In my view, it is superb when artists who have been around for years are still able to create new music and tour. Simple Minds is a band that evolved from the late ’70s ashes of the punk era and then exploded in the mid ’80s with a series of vibrant albums.

In a couple weeks they will return to America for a series of dates across the country, and I had a chance to chat with Jim Kerr, the band’s singer, about their great new album WALK BETWEEN WORLDS. He and Charlie Burchill co-founded the band, and have steered it through many changes. Kerr and I discussed then and now, but I started by asking about the last track on the deluxe version of the new album, a poignant cover of “Dirty Old Town.”

AUERBACH: I have always loved the song, and it stands apart from the rest of the album; I assume it is about your Glaswegian roots?

KERR: It was written by Ewan MacColl, who isn’t from Glasgow but is from south of Manchester. We added the song for a very pertinent reason. A year ago we were finishing a gig in Liverpool and heard that a bomb went off in Manchester, and the next day we were scheduled for a gig in Manchester. It was a shocking scene, not knowing what the next day would bring. It was truly uncharted territory, we wanted to play the gig, and the city allowed us to play. We just play, that’s how we understand the world. At the sound check we were looking for a moment of solidarity, and we worked up our version of the song. It was an off-the-cuff moment that stuck with all of us.

Sarah Brown / Charlie Burchill / Ged Grimes / Jim Kerr / Gordy Goudie / Cherisse Osei (photo by Dean Chalkley)

AUERBACH: Congrats on the new album, it sounds both fresh and evocative of what made you famous.

KERR: Many thanks for that. We had a sweet spot to hit, we wanted to conjure up the past, but we wanted to sound contemporary. We had a hell of a time trying to accomplish that balance, how to make it of the moment and have the big vision, the big sound from before. At end of the last tour, I said to Charlie ‘let’s not go home, let’s see what we can do.’ We were propelled by the last album. Our confidence was back, Charlie’s melodies were strong…I wish it was always that easy!

AUERBACH: I noticed that KT Tunstall has appeared at a few of your gigs, how did that happen?

KERR: She had a great start when she first appeared on the scene, and then she was a bit off the radar. We saw her at a sound check, and brought her in on the acoustic album for a song. [She appears on “Promised You a Miracle” from the stripped down ACOUSTIC collection].

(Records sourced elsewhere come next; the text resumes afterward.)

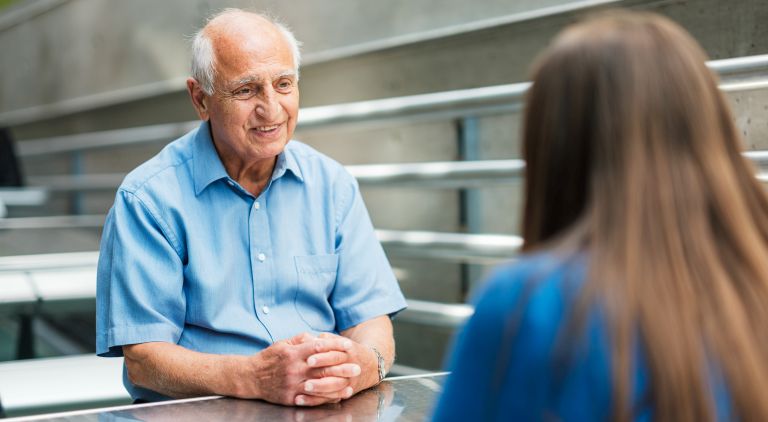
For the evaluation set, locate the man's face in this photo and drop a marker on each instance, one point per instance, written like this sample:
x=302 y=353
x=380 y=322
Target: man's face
x=255 y=103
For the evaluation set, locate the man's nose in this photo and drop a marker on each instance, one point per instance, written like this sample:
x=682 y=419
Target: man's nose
x=267 y=105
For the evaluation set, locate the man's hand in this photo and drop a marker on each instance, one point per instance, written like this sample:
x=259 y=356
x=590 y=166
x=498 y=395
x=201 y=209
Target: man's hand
x=280 y=372
x=337 y=374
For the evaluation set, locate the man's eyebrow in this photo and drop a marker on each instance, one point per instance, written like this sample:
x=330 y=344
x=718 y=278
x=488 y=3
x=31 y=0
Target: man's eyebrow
x=252 y=79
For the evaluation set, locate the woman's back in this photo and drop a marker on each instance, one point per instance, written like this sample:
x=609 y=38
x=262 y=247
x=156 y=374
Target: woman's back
x=632 y=160
x=511 y=362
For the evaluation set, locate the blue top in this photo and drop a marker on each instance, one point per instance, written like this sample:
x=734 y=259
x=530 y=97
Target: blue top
x=189 y=257
x=507 y=363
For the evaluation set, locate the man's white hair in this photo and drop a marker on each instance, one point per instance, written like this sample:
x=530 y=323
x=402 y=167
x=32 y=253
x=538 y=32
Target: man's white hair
x=204 y=58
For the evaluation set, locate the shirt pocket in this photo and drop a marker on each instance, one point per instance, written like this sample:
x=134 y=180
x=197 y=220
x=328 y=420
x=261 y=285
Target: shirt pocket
x=316 y=277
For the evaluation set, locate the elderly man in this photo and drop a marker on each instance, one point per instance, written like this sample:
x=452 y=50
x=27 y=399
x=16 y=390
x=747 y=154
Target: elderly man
x=236 y=262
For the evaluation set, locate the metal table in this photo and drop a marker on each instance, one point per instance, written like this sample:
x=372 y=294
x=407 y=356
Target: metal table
x=408 y=398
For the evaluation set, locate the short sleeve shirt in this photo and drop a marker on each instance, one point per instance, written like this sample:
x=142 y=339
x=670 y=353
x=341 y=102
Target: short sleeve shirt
x=189 y=257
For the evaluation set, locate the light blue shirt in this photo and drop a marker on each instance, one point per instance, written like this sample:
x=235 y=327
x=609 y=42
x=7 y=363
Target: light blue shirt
x=191 y=258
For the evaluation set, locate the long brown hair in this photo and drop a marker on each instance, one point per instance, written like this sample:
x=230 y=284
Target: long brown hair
x=633 y=157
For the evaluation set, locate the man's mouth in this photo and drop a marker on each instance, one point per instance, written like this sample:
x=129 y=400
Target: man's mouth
x=266 y=129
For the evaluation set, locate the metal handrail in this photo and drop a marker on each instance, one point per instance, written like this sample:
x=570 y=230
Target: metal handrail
x=447 y=246
x=434 y=174
x=442 y=174
x=476 y=101
x=448 y=315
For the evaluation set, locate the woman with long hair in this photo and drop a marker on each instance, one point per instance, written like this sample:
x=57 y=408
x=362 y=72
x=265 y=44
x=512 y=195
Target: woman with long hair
x=642 y=291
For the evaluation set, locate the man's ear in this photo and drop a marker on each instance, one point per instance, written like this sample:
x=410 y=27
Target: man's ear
x=199 y=98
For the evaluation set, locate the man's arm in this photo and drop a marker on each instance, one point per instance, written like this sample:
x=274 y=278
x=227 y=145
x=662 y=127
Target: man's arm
x=374 y=333
x=275 y=374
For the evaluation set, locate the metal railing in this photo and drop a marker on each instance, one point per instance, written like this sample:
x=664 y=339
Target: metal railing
x=745 y=73
x=441 y=105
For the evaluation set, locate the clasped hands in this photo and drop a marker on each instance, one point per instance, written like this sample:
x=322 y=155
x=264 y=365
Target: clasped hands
x=309 y=371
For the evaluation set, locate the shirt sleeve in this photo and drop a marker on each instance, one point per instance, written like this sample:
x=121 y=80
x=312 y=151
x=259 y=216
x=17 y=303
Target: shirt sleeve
x=365 y=284
x=139 y=293
x=490 y=362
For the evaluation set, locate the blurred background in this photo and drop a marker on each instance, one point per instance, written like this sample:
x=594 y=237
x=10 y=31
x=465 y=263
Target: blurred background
x=420 y=99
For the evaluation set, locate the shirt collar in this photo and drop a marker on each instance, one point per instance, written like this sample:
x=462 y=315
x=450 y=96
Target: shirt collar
x=286 y=161
x=208 y=167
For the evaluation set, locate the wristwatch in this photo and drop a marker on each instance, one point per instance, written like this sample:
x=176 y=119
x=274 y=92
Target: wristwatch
x=380 y=362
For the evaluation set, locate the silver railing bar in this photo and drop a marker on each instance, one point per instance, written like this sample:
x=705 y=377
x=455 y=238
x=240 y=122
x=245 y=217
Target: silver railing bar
x=26 y=196
x=444 y=174
x=759 y=158
x=466 y=101
x=461 y=246
x=53 y=222
x=435 y=313
x=450 y=246
x=48 y=261
x=736 y=65
x=105 y=139
x=82 y=182
x=450 y=174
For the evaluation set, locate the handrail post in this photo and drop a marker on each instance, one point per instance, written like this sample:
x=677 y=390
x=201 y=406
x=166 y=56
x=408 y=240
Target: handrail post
x=77 y=166
x=470 y=207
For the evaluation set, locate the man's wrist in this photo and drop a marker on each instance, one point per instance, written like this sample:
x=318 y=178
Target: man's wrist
x=380 y=365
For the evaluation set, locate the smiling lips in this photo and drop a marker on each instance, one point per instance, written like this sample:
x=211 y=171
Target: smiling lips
x=266 y=129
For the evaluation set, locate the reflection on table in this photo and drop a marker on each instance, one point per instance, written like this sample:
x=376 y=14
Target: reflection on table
x=401 y=398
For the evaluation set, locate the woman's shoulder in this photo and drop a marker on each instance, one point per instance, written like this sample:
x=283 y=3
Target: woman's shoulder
x=539 y=274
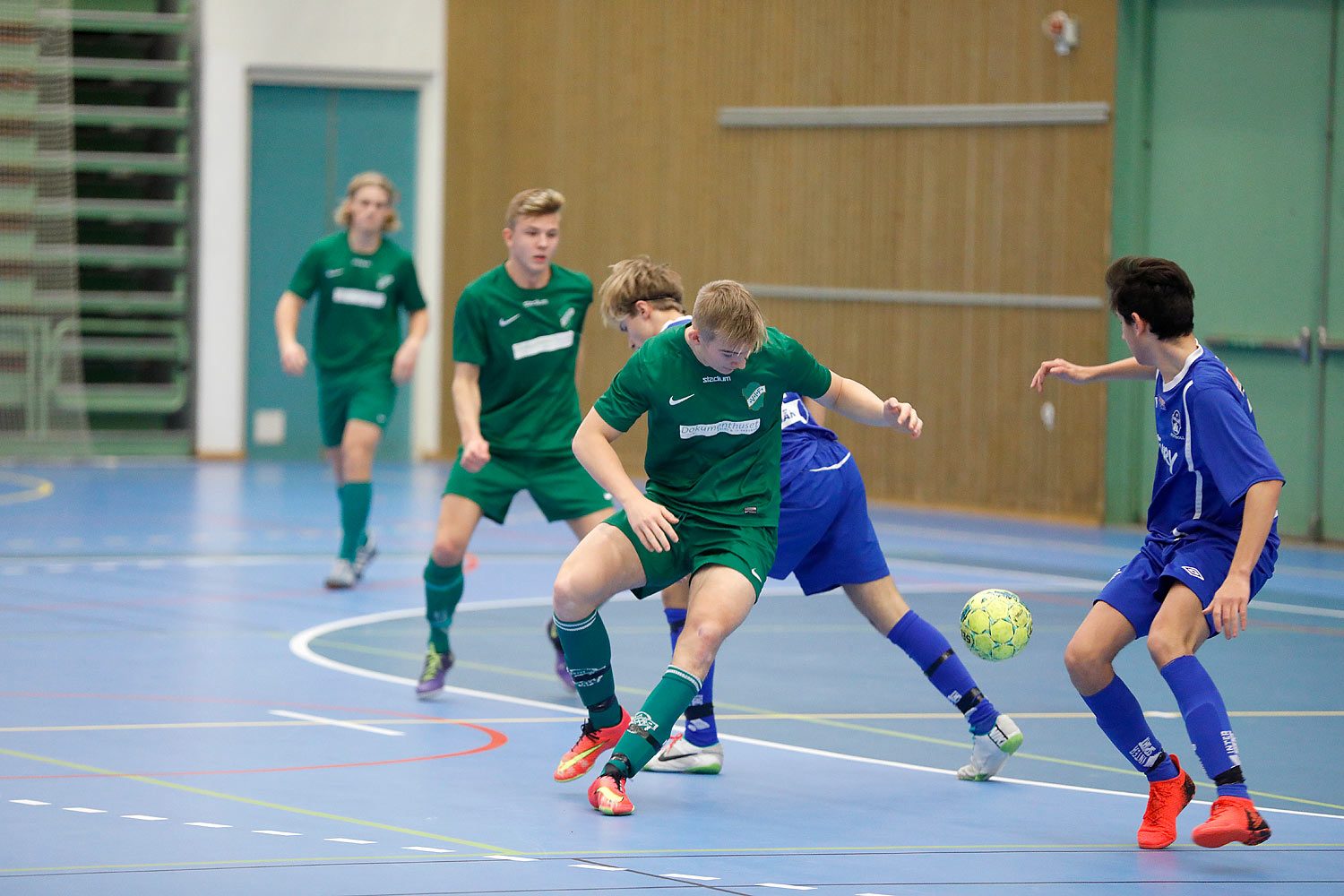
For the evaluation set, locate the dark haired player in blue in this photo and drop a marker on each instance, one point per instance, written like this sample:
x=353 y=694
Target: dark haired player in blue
x=1211 y=546
x=825 y=540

AUERBACH: I expect you are asked in some form or the other this question in every interview, but tell me about how you feel these days about the song that shall go unnamed.

KERR: [Chuckling] Well, we never play it at sound checks, but we know people want it, it has a life of its own. The movie crosses generations, so does the song. When that’s at stake, far be it that we won’t do it. You know, it’s a great problem to have: balancing the old and the new. When we develop our set list we have half a dozen boxes to tick: it would be churlish not to play the big hits, for the hard core fans we pick a deep cut, we love doing an unexpected cover, and we want to be in the moment and change it up. Of the 21 songs we play each evening, 14 are always played and the other 7 are up for grabs.

Sarah Brown / Cherisse Osei / Ged Grimes / Jim Kerr / Charlie Burchill / Gordy Goudie (photo by Dean Chalkley)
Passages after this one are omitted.